Pontus Laurell joined our department as an assistant professor. Laurell served as a postdoc in theoretical condensed matter physics at the University of Tennessee, Knoxville. He has a bachelor's degree in engineering physics and a master's degree in fundamental physics from Chalmers University of Technology in Gothenburg, Sweden. Laurell earned his physics PhD in 2018 from the University of Texas at Austin with Professor Gregory Fiete. He then served as a postdoc at Oak Ridge National Laboratory where he developed strong collaborations with quantum magnetism experimentalists and a deep interest in applications of quantum information methods to quantum materials and high-performance computing.
Sam Roland joined our department as an assistant teaching professor. Prior to his arrival, he served as an assistant professor of mathematics and physics at Stephens College. He earned his BA in physics and mathematics from Cornell University and his PhD in theoretical physics from the University of Michigan where he investigated the origins of dark matter in the early universe, moments after the big bang. He also led the undergraduate physics labs at the University of Michigan, designing lessons and building equipment for hands-on learning. Before joining Stephens College, Roland worked as a data scientist, applying machine learning and artificial intelligence to fight online credit card fraud.
Charles Steinhardt joined the department as an assistant professor after serving as an associate professor at the Cosmic Dawn Center, Niels Bohr Institute, University of Copenhagen where he worked on a variety of problems in high-redshift astrophysics, and other areas of astronomy, astrostatistics, and machine learning. He was a founding member of the Cosmic Dawn Center, a Danish National Research Foundation Center of Excellence hosted by the Niels Bohr Institute and Danish Technical University. He is a co-PI of BUFFALO (Beyond Ultra-deep Frontier Fields And Legacy Observations), an astronomical survey built around the six Hubble Space Telescope (HST) Frontier Fields clusters designed to learn about early galactic assembly and clustering and prepare targets for observations with the James Webb Space Telescope. He received an AB in Astrophysical Sciences from Princeton University, and SM in Astronomy, SM in Computer Science, and PhD in Astronomy from Harvard University.

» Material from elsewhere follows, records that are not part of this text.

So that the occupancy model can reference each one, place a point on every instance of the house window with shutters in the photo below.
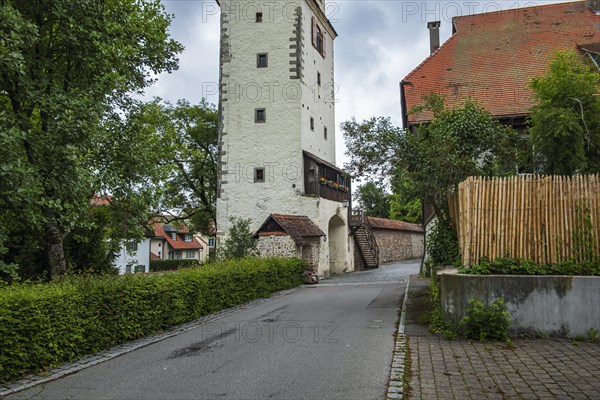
(318, 38)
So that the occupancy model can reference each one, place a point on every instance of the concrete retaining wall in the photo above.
(554, 305)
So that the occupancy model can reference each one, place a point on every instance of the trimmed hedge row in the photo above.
(171, 264)
(45, 325)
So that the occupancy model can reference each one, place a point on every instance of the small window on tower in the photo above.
(259, 175)
(260, 115)
(262, 60)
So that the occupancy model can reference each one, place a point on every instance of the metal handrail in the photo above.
(362, 221)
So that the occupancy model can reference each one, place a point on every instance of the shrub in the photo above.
(171, 264)
(510, 266)
(486, 322)
(442, 245)
(45, 325)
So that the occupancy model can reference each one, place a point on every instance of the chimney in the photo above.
(434, 35)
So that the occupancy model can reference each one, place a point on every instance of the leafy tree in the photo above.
(457, 143)
(374, 147)
(190, 133)
(427, 164)
(565, 123)
(68, 121)
(373, 200)
(240, 241)
(404, 205)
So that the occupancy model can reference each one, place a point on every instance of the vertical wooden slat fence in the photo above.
(546, 219)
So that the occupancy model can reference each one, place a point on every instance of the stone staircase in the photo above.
(364, 240)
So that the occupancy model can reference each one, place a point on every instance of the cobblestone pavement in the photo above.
(393, 272)
(529, 369)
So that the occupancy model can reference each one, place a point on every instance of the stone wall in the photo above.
(278, 246)
(395, 245)
(551, 305)
(310, 253)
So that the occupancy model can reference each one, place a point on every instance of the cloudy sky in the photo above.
(380, 42)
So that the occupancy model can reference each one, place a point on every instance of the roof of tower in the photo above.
(298, 227)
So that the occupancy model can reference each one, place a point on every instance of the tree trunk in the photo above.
(55, 251)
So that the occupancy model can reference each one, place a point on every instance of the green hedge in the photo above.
(511, 266)
(171, 264)
(45, 325)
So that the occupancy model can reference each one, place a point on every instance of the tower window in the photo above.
(318, 38)
(259, 175)
(260, 115)
(262, 60)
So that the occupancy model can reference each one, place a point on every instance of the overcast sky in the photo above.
(380, 42)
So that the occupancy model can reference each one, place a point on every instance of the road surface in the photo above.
(333, 340)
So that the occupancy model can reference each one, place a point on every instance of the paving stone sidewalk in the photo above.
(529, 369)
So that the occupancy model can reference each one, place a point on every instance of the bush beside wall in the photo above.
(171, 264)
(45, 325)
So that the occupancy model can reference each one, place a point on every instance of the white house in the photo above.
(134, 257)
(277, 127)
(162, 242)
(171, 242)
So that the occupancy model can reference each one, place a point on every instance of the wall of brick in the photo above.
(398, 245)
(277, 246)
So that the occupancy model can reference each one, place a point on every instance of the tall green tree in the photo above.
(191, 137)
(565, 123)
(457, 143)
(69, 70)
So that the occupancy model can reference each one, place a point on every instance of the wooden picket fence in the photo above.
(546, 219)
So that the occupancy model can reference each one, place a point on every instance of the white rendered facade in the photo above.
(279, 65)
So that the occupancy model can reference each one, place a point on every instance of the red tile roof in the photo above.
(492, 57)
(103, 200)
(381, 223)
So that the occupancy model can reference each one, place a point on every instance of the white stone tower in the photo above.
(277, 124)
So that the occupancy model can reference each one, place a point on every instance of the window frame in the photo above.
(257, 120)
(258, 59)
(257, 171)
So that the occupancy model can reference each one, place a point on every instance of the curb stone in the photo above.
(396, 381)
(72, 367)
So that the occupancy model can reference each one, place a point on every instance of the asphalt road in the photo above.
(329, 341)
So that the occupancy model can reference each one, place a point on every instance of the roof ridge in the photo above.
(517, 9)
(429, 57)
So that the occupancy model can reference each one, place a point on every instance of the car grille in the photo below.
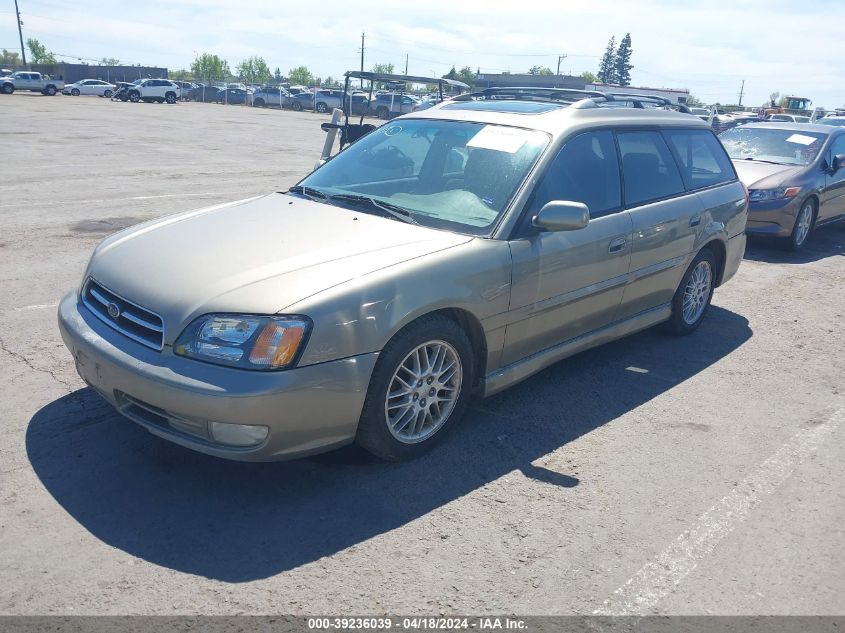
(139, 324)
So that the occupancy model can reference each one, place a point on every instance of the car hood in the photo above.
(758, 175)
(254, 256)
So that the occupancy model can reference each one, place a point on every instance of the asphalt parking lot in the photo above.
(698, 475)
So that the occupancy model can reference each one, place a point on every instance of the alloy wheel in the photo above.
(803, 223)
(423, 392)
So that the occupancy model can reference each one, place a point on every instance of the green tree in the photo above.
(254, 70)
(300, 76)
(623, 61)
(607, 66)
(39, 52)
(9, 58)
(210, 67)
(467, 75)
(589, 78)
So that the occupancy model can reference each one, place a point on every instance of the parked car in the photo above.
(155, 90)
(835, 120)
(794, 174)
(89, 87)
(203, 93)
(391, 104)
(451, 253)
(233, 96)
(271, 96)
(32, 82)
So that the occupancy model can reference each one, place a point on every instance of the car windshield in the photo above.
(787, 147)
(452, 175)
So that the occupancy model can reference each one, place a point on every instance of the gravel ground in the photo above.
(652, 475)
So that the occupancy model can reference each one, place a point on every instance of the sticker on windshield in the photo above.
(499, 138)
(803, 139)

Pavlo Sukhachov has accepted the position of George H. Vineyard Assistant Professor of Theoretical Physics and begins in January. Until then he continues as a Postdoc at the QuSpin Center of Excellence in the Norwegian University of Science and Technology. He received his PhD from the Bogolyubov Institute for Theoretical Physics of National Academy of Sciences of Ukraine in 2016. Before joining NTNU in 2024, he held a few postdoctoral positions at Western University (Canada), Nordita (Sweden), Yale University, and the University of California, Santa Cruz.